Romanın kahramanını, avukat olarak tutmuş yeni bir nesil…
Oysa ben 60’larını yaşayan bir erkek olarak, aşkı yeniden keşfetmiştim.
O nedenle ‘Grinin Elli Tonu’  bana yetmiyordu.
51’inci tonunun peşindeydim ve onun adını koymaya çalışıyordum.
Aşk’tı o…

GRİNİN 51’İNCİ TONU BANA GÖRE YENİDEN TARİF EDİLMİŞ BİR AŞKTIR
Evet, ‘grinin 51’inci tonu’  bana göre aşktır.
Bedenin ve ruhun sınırları ancak derin bir aşk olduğu zaman test edilebilirdi.
Onun dışındaki bütün oyunlar, demode bir ‘one night stand’den ibaretti.
Aynı kadınla ve erkekle, o sınırları bin kere denesen bile, aşk denen o büyük tutku olmazsa, alelade bir oyun olmaktan bir karış öte geçemezdi.
O nedenle şu soruyu soracağım;
Hangisi 21’inci yüzyıla ait yeni bir duygudur?
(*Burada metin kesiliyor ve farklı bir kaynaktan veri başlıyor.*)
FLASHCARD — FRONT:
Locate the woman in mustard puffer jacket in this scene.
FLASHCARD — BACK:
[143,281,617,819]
Sibel Eraslan’ın Kehf Suresi’nden fırlamış “Senin olmadığın hiçbir yer yok” diye haykıran saçları dibinden kazınmış kadının tutkusu mu?

KEHF SURESİNDEN FIRLAMIŞ BİR KADIN MI? YOKSA KONTRATI TERCİH EDEN KADIN MI?
Yoksa ‘Grinin Elli Tonu’ndaki’ ‘kiminle kontrat yaparsam o’ diyen kadın mı?
‘Ya şehvet, ya bedenin o karşı konulamaz temasa daveti?’
Onlara ne diyeceğiz…
İşte gelmek istediğim nokta zaten oydu…
En çıldırtıcı bedensel ve ruhsal oyun, ancak ızdırap veren bir aşkın türevi olduğu zaman mana kazanır.
Bir kadın ve bir erkek, 21’inci yüzyılda grinin 51’inci tonunu ancak beden ve ruhun bu olağanüstü kimyası sayesinde keşfedebilir.Ben ona ‘tek kişilik tarikat’ diyorum.
Yani şeyhin ve müridinin hiç durmadan yer değiştirdiği olağanüstü bir oyun.
Kimse kimseden geri veya ileri değildir.
Düne veya bugüne ait olan şey; bedenimizden ve içimizden gelen sese kulak vererek yaşama tercihidir.